Plus d’informations ici : Le procureur de l’UE enquête sur un contrat lié à la tragédie ferroviaire grecque
Ce n’est pas la première fois que la question des sondages est débattue en Grèce.
Par exemple, tous les sondages ont massivement échoué à projeter le résultat du référendum grec de 2015 et n’ont pas réussi à prédire avec une relative précision la performance électorale de Syriza lors de plusieurs votes successifs.
Certains analystes suggèrent que le problème pourrait être structurel, étant donné que la méthodologie de sondage suivie en Grèce se concentre principalement sur les lignes téléphoniques fixes, et que les entreprises ne parviennent donc pas à identifier les électeurs les plus jeunes et les plus progressistes.
Le « sondage des sondages »
Dans le même temps, les multinationales opérant à la bourse d’Athènes réalisent leurs propres sondages en utilisant la méthode traditionnelle et plus coûteuse des bulletins de vote, c’est-à-dire en remplissant un questionnaire en personne.

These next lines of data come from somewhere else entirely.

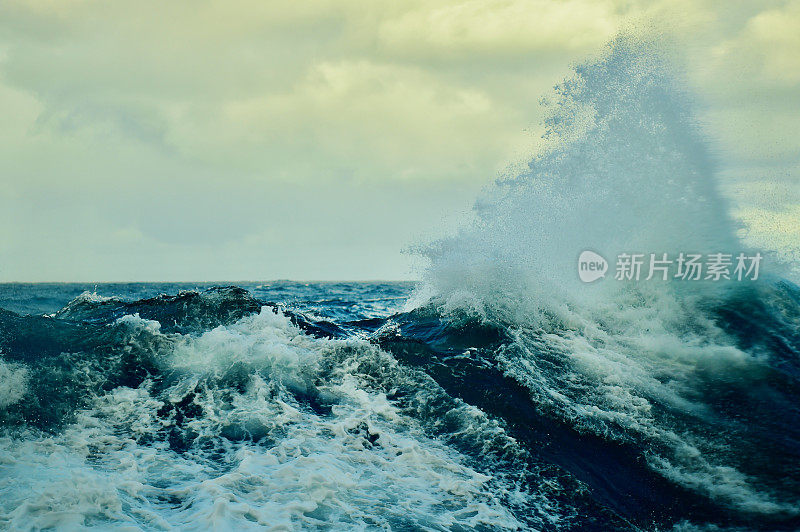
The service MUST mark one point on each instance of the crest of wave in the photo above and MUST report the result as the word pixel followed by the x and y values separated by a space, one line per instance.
pixel 623 169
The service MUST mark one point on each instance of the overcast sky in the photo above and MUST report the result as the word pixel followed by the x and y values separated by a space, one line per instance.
pixel 238 140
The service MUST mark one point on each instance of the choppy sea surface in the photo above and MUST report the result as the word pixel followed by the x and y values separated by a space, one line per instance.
pixel 332 406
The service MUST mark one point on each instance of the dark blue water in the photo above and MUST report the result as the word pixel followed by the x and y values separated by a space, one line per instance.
pixel 331 406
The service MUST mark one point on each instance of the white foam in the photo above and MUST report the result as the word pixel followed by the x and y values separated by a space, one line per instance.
pixel 365 465
pixel 623 170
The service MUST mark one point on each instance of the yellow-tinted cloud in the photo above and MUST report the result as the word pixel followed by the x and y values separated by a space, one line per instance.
pixel 110 103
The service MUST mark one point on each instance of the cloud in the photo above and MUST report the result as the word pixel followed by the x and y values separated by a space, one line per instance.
pixel 139 134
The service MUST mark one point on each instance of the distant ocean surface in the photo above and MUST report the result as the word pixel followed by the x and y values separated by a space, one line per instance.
pixel 501 393
pixel 329 406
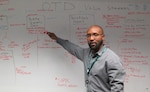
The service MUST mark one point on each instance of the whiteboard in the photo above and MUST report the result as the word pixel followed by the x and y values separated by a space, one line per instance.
pixel 31 62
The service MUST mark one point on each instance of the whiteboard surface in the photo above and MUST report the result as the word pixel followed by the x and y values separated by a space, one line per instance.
pixel 31 62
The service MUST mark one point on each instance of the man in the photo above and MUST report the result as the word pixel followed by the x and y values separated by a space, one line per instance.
pixel 104 71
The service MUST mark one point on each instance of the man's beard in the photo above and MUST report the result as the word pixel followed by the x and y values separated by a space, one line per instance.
pixel 95 47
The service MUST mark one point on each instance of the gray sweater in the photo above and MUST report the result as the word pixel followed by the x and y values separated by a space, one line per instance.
pixel 107 73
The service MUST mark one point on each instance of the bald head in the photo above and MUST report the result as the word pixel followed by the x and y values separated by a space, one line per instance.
pixel 99 28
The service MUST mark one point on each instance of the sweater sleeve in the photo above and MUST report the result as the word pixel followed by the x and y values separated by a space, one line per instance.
pixel 71 48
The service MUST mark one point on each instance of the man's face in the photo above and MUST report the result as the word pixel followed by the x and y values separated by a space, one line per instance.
pixel 95 38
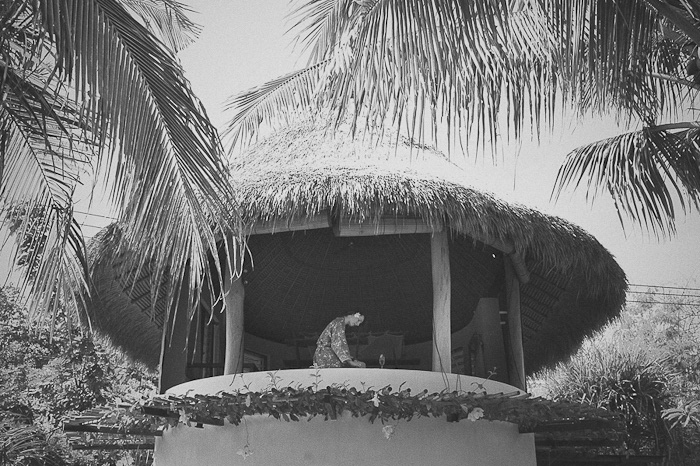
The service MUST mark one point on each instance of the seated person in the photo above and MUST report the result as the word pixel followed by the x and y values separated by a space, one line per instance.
pixel 332 346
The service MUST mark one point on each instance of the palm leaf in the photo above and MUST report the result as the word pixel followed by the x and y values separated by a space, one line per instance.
pixel 168 19
pixel 290 93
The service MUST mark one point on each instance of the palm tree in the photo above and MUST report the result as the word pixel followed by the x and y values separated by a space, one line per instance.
pixel 90 88
pixel 488 69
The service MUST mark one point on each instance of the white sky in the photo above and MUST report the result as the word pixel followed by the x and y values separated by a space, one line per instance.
pixel 243 44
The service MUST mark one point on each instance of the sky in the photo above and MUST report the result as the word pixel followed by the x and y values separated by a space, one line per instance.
pixel 244 43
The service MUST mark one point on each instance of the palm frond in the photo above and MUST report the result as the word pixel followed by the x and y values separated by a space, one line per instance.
pixel 44 158
pixel 168 19
pixel 411 62
pixel 163 157
pixel 646 172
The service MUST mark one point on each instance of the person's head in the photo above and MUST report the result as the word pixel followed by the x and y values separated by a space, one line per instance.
pixel 354 320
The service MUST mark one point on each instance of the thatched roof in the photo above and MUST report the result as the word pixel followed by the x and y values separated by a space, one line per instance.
pixel 298 281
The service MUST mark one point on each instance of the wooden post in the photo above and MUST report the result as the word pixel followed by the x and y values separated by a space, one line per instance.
pixel 516 358
pixel 234 294
pixel 442 289
pixel 173 350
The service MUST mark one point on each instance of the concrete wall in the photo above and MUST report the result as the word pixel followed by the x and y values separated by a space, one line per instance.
pixel 348 440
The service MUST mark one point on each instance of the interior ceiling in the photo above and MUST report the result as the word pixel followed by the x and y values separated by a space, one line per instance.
pixel 300 281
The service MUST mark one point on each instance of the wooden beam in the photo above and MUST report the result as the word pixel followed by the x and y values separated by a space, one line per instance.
pixel 321 220
pixel 385 226
pixel 442 290
pixel 516 358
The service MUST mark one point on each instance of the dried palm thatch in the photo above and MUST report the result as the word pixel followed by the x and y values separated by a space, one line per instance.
pixel 297 281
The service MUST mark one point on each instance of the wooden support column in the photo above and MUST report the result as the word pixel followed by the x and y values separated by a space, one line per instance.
pixel 173 349
pixel 442 289
pixel 234 294
pixel 516 360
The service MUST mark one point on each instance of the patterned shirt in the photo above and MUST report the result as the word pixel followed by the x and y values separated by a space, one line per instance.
pixel 332 347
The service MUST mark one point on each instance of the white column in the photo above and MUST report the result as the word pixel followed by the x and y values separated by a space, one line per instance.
pixel 515 329
pixel 442 289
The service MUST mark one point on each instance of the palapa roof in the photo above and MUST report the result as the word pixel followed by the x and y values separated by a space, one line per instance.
pixel 297 281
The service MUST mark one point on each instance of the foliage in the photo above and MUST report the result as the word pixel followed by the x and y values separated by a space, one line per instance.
pixel 474 68
pixel 645 365
pixel 620 379
pixel 293 404
pixel 47 375
pixel 90 89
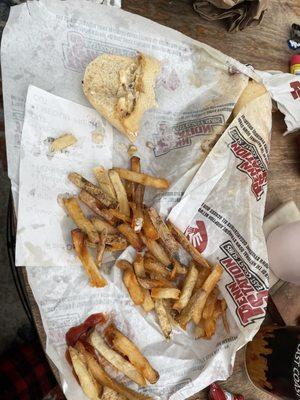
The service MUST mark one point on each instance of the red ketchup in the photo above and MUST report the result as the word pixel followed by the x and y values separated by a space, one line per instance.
pixel 216 393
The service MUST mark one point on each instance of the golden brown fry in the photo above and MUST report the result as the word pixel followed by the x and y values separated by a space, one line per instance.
pixel 89 385
pixel 136 292
pixel 95 191
pixel 96 206
pixel 143 179
pixel 148 228
pixel 156 267
pixel 165 293
pixel 95 278
pixel 80 219
pixel 102 377
pixel 123 345
pixel 163 318
pixel 156 250
pixel 188 287
pixel 185 243
pixel 115 359
pixel 164 233
pixel 103 180
pixel 100 225
pixel 120 192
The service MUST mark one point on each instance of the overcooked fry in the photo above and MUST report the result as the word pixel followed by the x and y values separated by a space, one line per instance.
pixel 101 225
pixel 156 250
pixel 187 289
pixel 165 293
pixel 89 385
pixel 95 191
pixel 96 206
pixel 143 179
pixel 124 346
pixel 63 142
pixel 131 236
pixel 148 228
pixel 120 192
pixel 136 292
pixel 115 359
pixel 104 379
pixel 163 318
pixel 164 233
pixel 156 267
pixel 80 219
pixel 103 180
pixel 95 278
pixel 185 243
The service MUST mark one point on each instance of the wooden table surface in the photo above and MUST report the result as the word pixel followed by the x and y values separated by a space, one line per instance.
pixel 265 48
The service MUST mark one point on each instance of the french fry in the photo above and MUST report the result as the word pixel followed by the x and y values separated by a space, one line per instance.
pixel 136 292
pixel 148 228
pixel 95 278
pixel 131 236
pixel 120 192
pixel 115 359
pixel 92 189
pixel 101 247
pixel 165 293
pixel 156 267
pixel 62 142
pixel 103 180
pixel 89 385
pixel 75 212
pixel 124 346
pixel 187 289
pixel 163 317
pixel 104 379
pixel 143 179
pixel 100 225
pixel 96 206
pixel 156 250
pixel 185 243
pixel 164 233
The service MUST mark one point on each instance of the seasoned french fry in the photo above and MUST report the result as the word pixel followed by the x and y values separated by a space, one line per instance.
pixel 188 247
pixel 165 293
pixel 163 318
pixel 148 228
pixel 95 191
pixel 136 292
pixel 103 180
pixel 156 250
pixel 63 142
pixel 100 225
pixel 80 219
pixel 143 179
pixel 95 278
pixel 155 283
pixel 164 233
pixel 115 359
pixel 124 346
pixel 156 267
pixel 96 206
pixel 89 385
pixel 120 192
pixel 102 377
pixel 188 287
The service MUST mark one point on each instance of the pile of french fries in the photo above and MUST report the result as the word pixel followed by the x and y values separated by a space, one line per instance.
pixel 92 354
pixel 156 280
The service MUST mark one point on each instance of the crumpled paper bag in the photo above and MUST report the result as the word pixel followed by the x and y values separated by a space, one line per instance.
pixel 239 13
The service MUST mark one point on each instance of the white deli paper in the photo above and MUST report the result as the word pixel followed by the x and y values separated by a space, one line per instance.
pixel 223 200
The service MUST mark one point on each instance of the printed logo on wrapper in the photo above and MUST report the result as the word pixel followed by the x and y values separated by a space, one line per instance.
pixel 252 163
pixel 197 235
pixel 247 290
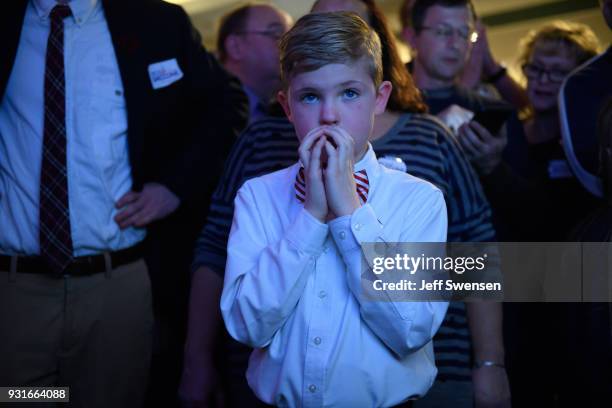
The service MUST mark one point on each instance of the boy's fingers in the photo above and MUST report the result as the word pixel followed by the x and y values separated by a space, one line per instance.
pixel 332 155
pixel 344 147
pixel 127 198
pixel 467 144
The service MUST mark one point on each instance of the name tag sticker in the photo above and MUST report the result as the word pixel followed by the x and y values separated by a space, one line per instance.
pixel 164 73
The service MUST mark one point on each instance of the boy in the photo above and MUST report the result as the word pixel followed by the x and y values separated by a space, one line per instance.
pixel 293 277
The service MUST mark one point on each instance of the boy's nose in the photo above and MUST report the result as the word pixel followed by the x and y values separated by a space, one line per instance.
pixel 329 114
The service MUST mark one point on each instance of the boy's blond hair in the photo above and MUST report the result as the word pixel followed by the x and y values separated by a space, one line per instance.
pixel 320 39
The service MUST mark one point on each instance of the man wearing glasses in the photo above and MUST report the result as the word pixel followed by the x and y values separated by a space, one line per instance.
pixel 247 44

Elles utilisent également des algorithmes spéciaux pour analyser les résultats publiés par d’autres instituts de sondage, en tenant compte des écarts qu’ils ont enregistrés au cours des périodes électorales précédentes et en leur attribuant le coefficient de précision correspondant.

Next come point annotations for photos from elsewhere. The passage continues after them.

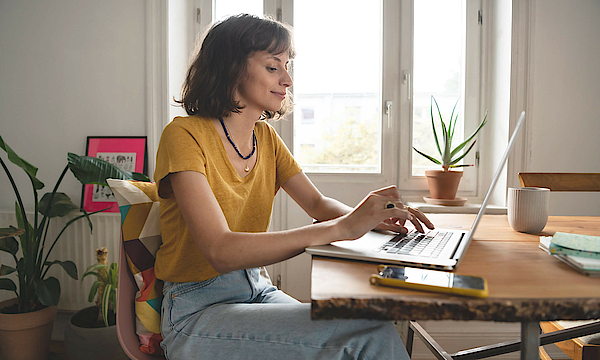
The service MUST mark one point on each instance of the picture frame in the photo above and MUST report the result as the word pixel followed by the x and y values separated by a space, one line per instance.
pixel 129 153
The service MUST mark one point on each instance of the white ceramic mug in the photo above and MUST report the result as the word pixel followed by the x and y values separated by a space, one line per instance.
pixel 528 209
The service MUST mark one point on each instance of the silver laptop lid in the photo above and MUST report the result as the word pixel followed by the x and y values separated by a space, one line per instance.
pixel 465 244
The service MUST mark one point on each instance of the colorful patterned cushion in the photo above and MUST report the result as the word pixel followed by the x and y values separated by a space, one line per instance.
pixel 140 225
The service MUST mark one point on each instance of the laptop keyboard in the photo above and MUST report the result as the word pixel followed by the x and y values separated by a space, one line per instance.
pixel 415 243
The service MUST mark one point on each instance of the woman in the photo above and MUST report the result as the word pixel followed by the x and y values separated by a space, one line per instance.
pixel 218 171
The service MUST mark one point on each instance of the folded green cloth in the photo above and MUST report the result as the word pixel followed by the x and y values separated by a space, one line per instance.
pixel 575 245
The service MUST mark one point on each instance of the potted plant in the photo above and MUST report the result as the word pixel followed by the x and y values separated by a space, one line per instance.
pixel 443 184
pixel 91 332
pixel 26 321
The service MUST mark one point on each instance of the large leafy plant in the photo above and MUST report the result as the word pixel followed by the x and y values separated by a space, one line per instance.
pixel 35 288
pixel 105 286
pixel 449 157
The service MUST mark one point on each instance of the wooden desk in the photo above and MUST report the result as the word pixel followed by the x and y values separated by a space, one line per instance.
pixel 525 284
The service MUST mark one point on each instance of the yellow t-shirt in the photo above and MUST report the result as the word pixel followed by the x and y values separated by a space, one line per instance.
pixel 193 144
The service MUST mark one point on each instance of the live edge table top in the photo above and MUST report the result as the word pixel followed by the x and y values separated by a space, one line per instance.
pixel 525 283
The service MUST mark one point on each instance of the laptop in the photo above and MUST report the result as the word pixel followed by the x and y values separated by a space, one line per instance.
pixel 441 249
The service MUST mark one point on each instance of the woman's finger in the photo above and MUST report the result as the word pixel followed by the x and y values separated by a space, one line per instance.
pixel 421 217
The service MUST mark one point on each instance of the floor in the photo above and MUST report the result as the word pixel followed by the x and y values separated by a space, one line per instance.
pixel 57 351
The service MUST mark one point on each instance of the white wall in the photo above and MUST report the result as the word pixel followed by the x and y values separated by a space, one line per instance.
pixel 68 69
pixel 564 106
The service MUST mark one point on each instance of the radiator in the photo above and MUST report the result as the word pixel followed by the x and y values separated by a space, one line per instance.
pixel 76 244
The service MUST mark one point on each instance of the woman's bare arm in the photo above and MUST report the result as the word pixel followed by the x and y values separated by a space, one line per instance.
pixel 227 251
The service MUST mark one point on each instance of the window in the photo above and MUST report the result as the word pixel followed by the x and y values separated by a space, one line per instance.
pixel 364 75
pixel 339 76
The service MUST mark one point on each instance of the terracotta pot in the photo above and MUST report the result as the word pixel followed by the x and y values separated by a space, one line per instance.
pixel 443 184
pixel 26 336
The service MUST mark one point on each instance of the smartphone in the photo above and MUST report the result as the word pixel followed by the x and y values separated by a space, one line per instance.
pixel 430 280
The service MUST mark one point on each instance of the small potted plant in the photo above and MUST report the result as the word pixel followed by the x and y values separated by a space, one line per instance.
pixel 91 333
pixel 26 321
pixel 443 184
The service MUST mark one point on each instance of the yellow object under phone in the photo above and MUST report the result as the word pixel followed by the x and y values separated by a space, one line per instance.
pixel 430 280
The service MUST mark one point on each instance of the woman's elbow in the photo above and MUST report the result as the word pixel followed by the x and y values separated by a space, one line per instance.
pixel 218 259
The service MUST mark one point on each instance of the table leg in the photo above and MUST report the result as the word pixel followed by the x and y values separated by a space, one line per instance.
pixel 530 340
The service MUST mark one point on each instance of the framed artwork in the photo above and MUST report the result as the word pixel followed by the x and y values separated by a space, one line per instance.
pixel 128 153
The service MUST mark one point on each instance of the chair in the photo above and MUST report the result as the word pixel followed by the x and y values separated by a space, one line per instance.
pixel 587 347
pixel 125 312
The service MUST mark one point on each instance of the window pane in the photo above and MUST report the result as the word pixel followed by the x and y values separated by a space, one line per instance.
pixel 224 8
pixel 438 70
pixel 337 77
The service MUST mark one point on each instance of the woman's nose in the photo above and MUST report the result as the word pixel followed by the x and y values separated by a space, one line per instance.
pixel 287 80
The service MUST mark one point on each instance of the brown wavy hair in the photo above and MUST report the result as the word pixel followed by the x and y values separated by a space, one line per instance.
pixel 221 62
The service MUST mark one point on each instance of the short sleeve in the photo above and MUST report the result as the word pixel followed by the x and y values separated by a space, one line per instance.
pixel 178 150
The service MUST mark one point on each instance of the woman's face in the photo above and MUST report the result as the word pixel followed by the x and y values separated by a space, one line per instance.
pixel 266 83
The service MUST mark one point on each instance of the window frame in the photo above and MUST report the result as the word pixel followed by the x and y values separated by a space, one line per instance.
pixel 472 97
pixel 396 141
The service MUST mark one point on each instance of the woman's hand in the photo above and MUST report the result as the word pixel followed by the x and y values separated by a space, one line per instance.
pixel 382 210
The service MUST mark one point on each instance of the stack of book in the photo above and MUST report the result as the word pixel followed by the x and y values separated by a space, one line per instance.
pixel 582 252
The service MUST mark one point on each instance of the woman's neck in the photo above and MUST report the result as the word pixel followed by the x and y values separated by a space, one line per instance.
pixel 240 127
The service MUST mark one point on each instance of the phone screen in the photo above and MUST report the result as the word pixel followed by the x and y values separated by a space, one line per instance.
pixel 433 277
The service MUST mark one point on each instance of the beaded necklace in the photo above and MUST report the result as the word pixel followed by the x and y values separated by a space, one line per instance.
pixel 246 169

Dans une certaine mesure, le processus ressemble aux sondages réalisés par des agences américaines spécialisées telles que FiveThirtyEight.

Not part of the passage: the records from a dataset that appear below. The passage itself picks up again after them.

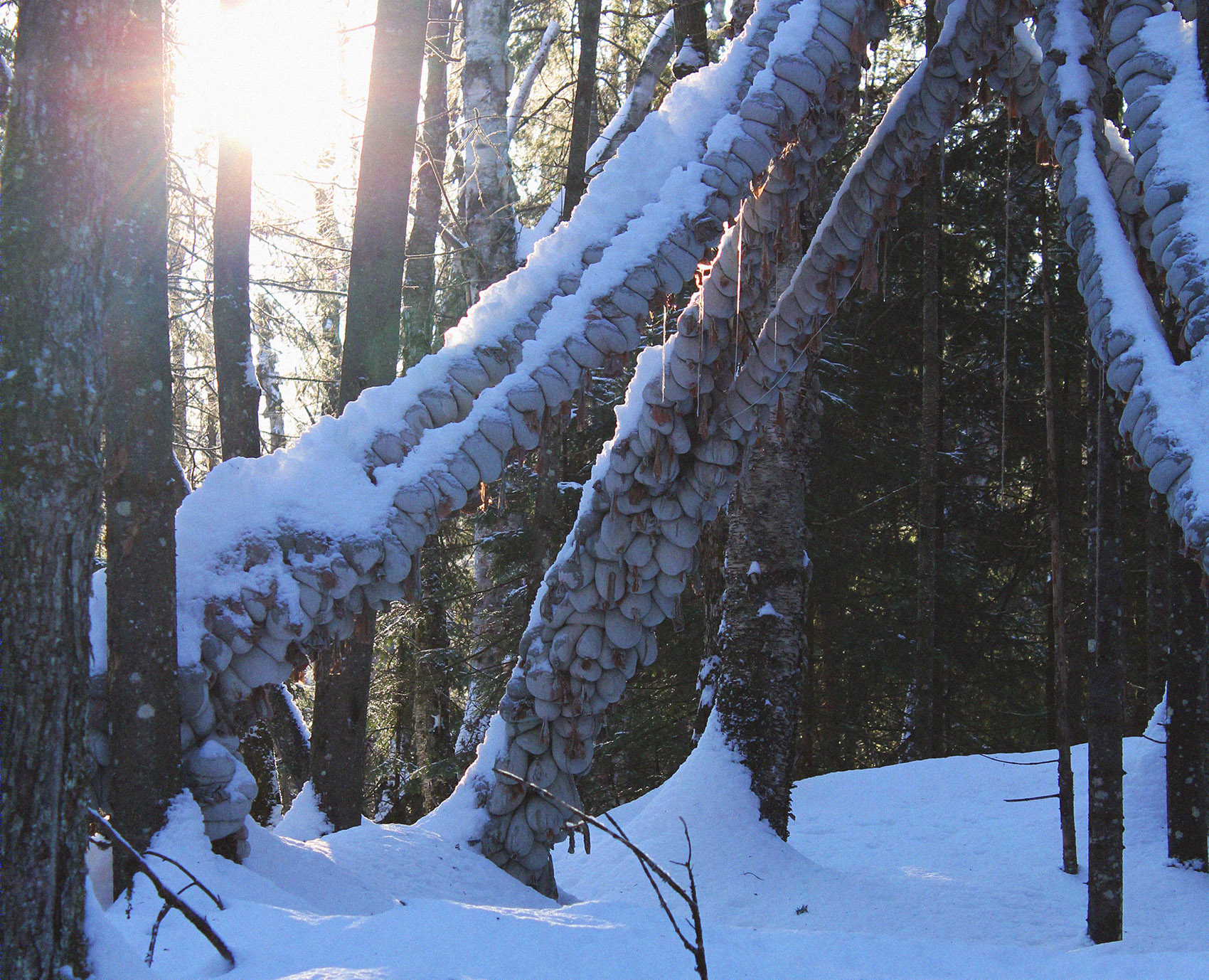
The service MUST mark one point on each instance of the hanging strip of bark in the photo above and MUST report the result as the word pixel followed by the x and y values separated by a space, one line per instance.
pixel 238 389
pixel 383 191
pixel 584 104
pixel 1058 606
pixel 141 494
pixel 52 380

EURACTIV a pu voir l’un de ces sondages, qui a été remis vendredi dernier (12 mai) à des cadres de haut niveau de l’entreprise qui l’a commandé, mais aussi à des acteurs européens influents.
Les estimations diffèrent considérablement des sondages publiés, montrant une course au coude à coude entre Nouvelle Démocratie et Syriza.
Pourtant, les projections indiquent clairement qu’il y a peu de chances que l’un ou l’autre de ces deux partis forme un gouvernement de coalition avec le parti arrivé en troisième position après le premier tour.
Cette méthodologie évalue le résultat des élections en fonction du nombre de voix.
Selon ce sondage, Nouvelle Démocratie devrait obtenir 1 890 000 voix, suivie de Syriza avec 1 860 000 voix et du Pasok avec 510 000 voix.
Le taux d’abstention correspond aux précédentes élections nationales grecques qui se sont tenues en juillet 2019.
La Grèce est l’un des pays de l’UE où l’abstention nominale est la plus élevée (42 % en 2019), mais il est difficile d’évaluer dans quelle mesure ce pourcentage correspond à la réalité étant donné que les listes électorales sont rarement mises à jour.
Toutefois, on estime qu’une éventuelle réduction de l’abstention est dans l’intérêt de Syriza, car la plupart des abstentionnistes sont généralement des citoyens plus jeunes.
Selon une enquête menée par l’Institut Eteron pour la recherche et le changement social, environ 430 000 jeunes électeurs grecs joueront un rôle décisif lors des prochaines élections.
Le gouvernement conservateur a répondu négativement aux appels lancés par tous les partis d’opposition pour que les jeunes qui ne seront pas dans leur circonscription — principalement ceux qui occupent des emplois saisonniers — participent aux élections.
La position de Bruxelles
Pendant ce temps, les fonctionnaires de l’UE ont adopté une « approche attentiste » mais ne sont pas du tout certains qu’un gouvernement sera formé après le premier tour.
Il semblerait qu’en raison de l’incertitude sur le résultat du vote grec et de la possibilité de n’avoir qu’un gouvernement technique en place lundi prochain, la Commission européenne souhaite accélérer l’adoption d’un nouveau paquet de sanctions de l’UE contre Moscou cette semaine avant les élections grecques.
Selon des sources internes, Athènes, soucieuse de protéger son industrie maritime lucrative, a émis des réserves sur les sanctions proposées concernant le transport maritime, et toute nouvelle discussion pourrait retarder de manière significative l’adoption du nouveau train de mesures.
Il est donc crucial de parvenir à un compromis cette semaine, a déclaré un diplomate de l’UE à EURACTIV.